01-29-2017, 10:26 PM
(01-29-2017, 09:13 PM)danbrotherston Wrote:(01-29-2017, 09:08 PM)KevinL Wrote: I don't believe there's room on the south side of the tracks for a second trail, unfortunately. The rails are too close to the property line along there.
Well the property line could be taken. Of course, paths already exists in some form on both sides. On the north side there is already a continuous trail. On the south side there is a sidewalk, that while admittedly set a fair distance back from the rails is still a safe route.
The problem is, this doesn't actually fix the problem. If I live directly across the tracks from my destination, but the crossing is 300 meters away, I still have to walk over half a KM to get to the destination right across from my house. There are both more and less extreme examples, but trails on both sides doesn't help a badly positioned crossing.

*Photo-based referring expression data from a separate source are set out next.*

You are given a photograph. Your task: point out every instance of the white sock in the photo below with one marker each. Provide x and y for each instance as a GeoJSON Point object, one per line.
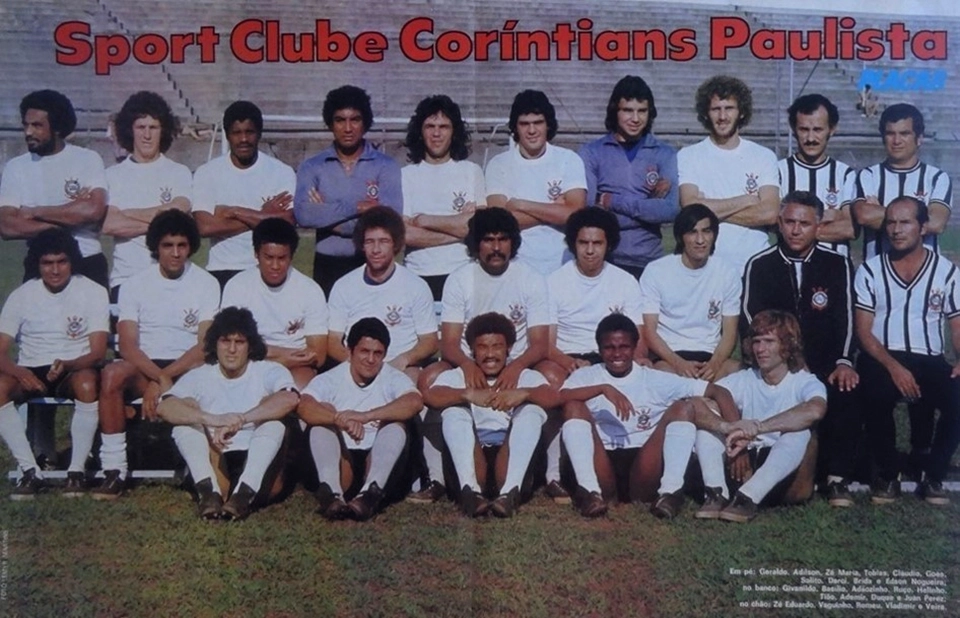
{"type": "Point", "coordinates": [113, 452]}
{"type": "Point", "coordinates": [432, 444]}
{"type": "Point", "coordinates": [83, 429]}
{"type": "Point", "coordinates": [461, 442]}
{"type": "Point", "coordinates": [325, 448]}
{"type": "Point", "coordinates": [785, 457]}
{"type": "Point", "coordinates": [710, 450]}
{"type": "Point", "coordinates": [578, 438]}
{"type": "Point", "coordinates": [264, 446]}
{"type": "Point", "coordinates": [14, 432]}
{"type": "Point", "coordinates": [678, 441]}
{"type": "Point", "coordinates": [525, 428]}
{"type": "Point", "coordinates": [386, 450]}
{"type": "Point", "coordinates": [192, 443]}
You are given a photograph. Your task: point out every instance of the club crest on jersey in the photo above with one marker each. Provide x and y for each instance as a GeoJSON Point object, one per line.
{"type": "Point", "coordinates": [553, 188]}
{"type": "Point", "coordinates": [652, 177]}
{"type": "Point", "coordinates": [643, 419]}
{"type": "Point", "coordinates": [393, 315]}
{"type": "Point", "coordinates": [832, 198]}
{"type": "Point", "coordinates": [71, 188]}
{"type": "Point", "coordinates": [518, 314]}
{"type": "Point", "coordinates": [935, 302]}
{"type": "Point", "coordinates": [191, 318]}
{"type": "Point", "coordinates": [819, 300]}
{"type": "Point", "coordinates": [293, 326]}
{"type": "Point", "coordinates": [713, 313]}
{"type": "Point", "coordinates": [459, 200]}
{"type": "Point", "coordinates": [76, 326]}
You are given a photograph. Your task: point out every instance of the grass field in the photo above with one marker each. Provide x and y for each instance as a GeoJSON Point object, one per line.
{"type": "Point", "coordinates": [147, 555]}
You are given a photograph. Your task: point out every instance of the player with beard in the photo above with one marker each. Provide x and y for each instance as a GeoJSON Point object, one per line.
{"type": "Point", "coordinates": [55, 184]}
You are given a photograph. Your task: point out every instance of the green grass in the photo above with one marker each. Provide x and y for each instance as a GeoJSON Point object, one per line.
{"type": "Point", "coordinates": [148, 554]}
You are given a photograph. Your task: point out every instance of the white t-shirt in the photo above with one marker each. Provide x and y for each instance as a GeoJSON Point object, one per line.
{"type": "Point", "coordinates": [337, 388]}
{"type": "Point", "coordinates": [650, 391]}
{"type": "Point", "coordinates": [759, 400]}
{"type": "Point", "coordinates": [721, 174]}
{"type": "Point", "coordinates": [142, 185]}
{"type": "Point", "coordinates": [691, 302]}
{"type": "Point", "coordinates": [491, 425]}
{"type": "Point", "coordinates": [520, 293]}
{"type": "Point", "coordinates": [53, 180]}
{"type": "Point", "coordinates": [403, 303]}
{"type": "Point", "coordinates": [220, 182]}
{"type": "Point", "coordinates": [578, 303]}
{"type": "Point", "coordinates": [543, 179]}
{"type": "Point", "coordinates": [217, 394]}
{"type": "Point", "coordinates": [48, 326]}
{"type": "Point", "coordinates": [287, 314]}
{"type": "Point", "coordinates": [441, 189]}
{"type": "Point", "coordinates": [168, 312]}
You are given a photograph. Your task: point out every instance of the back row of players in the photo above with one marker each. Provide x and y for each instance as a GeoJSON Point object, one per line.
{"type": "Point", "coordinates": [686, 305]}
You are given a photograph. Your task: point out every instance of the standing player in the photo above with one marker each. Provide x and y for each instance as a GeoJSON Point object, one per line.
{"type": "Point", "coordinates": [165, 310]}
{"type": "Point", "coordinates": [734, 177]}
{"type": "Point", "coordinates": [55, 184]}
{"type": "Point", "coordinates": [59, 323]}
{"type": "Point", "coordinates": [902, 173]}
{"type": "Point", "coordinates": [539, 183]}
{"type": "Point", "coordinates": [618, 432]}
{"type": "Point", "coordinates": [770, 449]}
{"type": "Point", "coordinates": [633, 174]}
{"type": "Point", "coordinates": [813, 120]}
{"type": "Point", "coordinates": [903, 297]}
{"type": "Point", "coordinates": [340, 183]}
{"type": "Point", "coordinates": [143, 184]}
{"type": "Point", "coordinates": [507, 421]}
{"type": "Point", "coordinates": [230, 409]}
{"type": "Point", "coordinates": [237, 191]}
{"type": "Point", "coordinates": [691, 301]}
{"type": "Point", "coordinates": [356, 413]}
{"type": "Point", "coordinates": [288, 306]}
{"type": "Point", "coordinates": [441, 190]}
{"type": "Point", "coordinates": [385, 290]}
{"type": "Point", "coordinates": [798, 276]}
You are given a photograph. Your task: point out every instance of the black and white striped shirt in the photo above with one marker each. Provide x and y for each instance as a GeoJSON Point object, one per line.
{"type": "Point", "coordinates": [834, 182]}
{"type": "Point", "coordinates": [924, 182]}
{"type": "Point", "coordinates": [908, 315]}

No, but they allow the crossing to be positioned based on what are unofficially the best locations, without worrying about whether the crossings officially connect to anything. For example, you could take a place where there is a path coming out of the back of any parking lot and put the crossing there. With two parallel trails, this is fine because officially the crossing is just connecting the trails. Without the trails, the crossing has to officially connect, requiring formal negotiations with a property owner.
Also, for anybody not directly crossing the tracks, as long as there is a crossing between where they are and where they want to be on the other side of the tracks, the exact position of the crossing doesn’t matter at all. Combined with more crossings (two or three or conceivably even more although at a certain point it’s enough), the inconvenience could be reduced enormously.